Modartt releases Pianoteq 4
Three years in the making but now Modartt is ready to roll out Pianoteq 4, which includes a new piano, better modeling and new effects.
If you’re not familiar with Pianoteq, the first thing you need to know is that it’s not another sampled piano, instead Pianoteq uses physical modeling. In Pianoteq 4 the model has been improved. This is apparently the major reason the update took three years.
One great thing about Pianoteq is that new instruments are constantly being added and many of them for free (and when I say many, I mean the majority). In Pianoteq 4 there’s a new grand piano called D4, which is modeled after a Steinway D that served as reference when the new piano model was created.
The grand D4 comes with a wide selection of presets, from a perfectly tuned piano for classical or jazz music to a completely ruined piano, not forgetting Honky Tonk and prepared pianos. Moreover, its flexibility allows the user to modify many piano characteristics such as:
• Tuning: pitch and temperament, unison width,
• Voicing: hammer hardness, hammer noise, overtones adjustment,
• Design: soundboard properties, string length, sympathetic resonances,
but also the position of the microphones as well as their number, level and relative delay.

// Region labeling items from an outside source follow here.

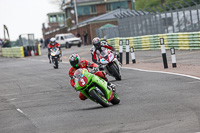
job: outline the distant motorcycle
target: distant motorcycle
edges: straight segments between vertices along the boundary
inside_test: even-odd
[[[99,61],[108,75],[113,76],[116,80],[121,80],[121,65],[111,50],[104,49],[99,55]]]
[[[76,70],[74,78],[75,90],[80,91],[90,100],[101,104],[103,107],[108,107],[109,103],[119,104],[118,94],[107,85],[104,79],[92,74],[87,69],[79,68]]]
[[[59,64],[59,61],[60,61],[60,50],[59,50],[59,48],[53,47],[50,50],[50,60],[53,64],[53,67],[55,69],[58,69],[58,64]]]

Pianoteq 4 also offers new effects: a convolution reverb, delay, chorus, flanger, amp, compressor and mallet bounce.
I personally think Pianoteq is a really interesting concept and I used it a lot until I decided to go with Kontakt for the majority of my software instruments (being a minimalist and all that, you know how it goes by now) and it had to take a step back. Pianoteq might not be for everyone and people have a lot of opinions about physically modeled vs sample-based instruments but if you’re looking for a virtual piano you should definitely check it out.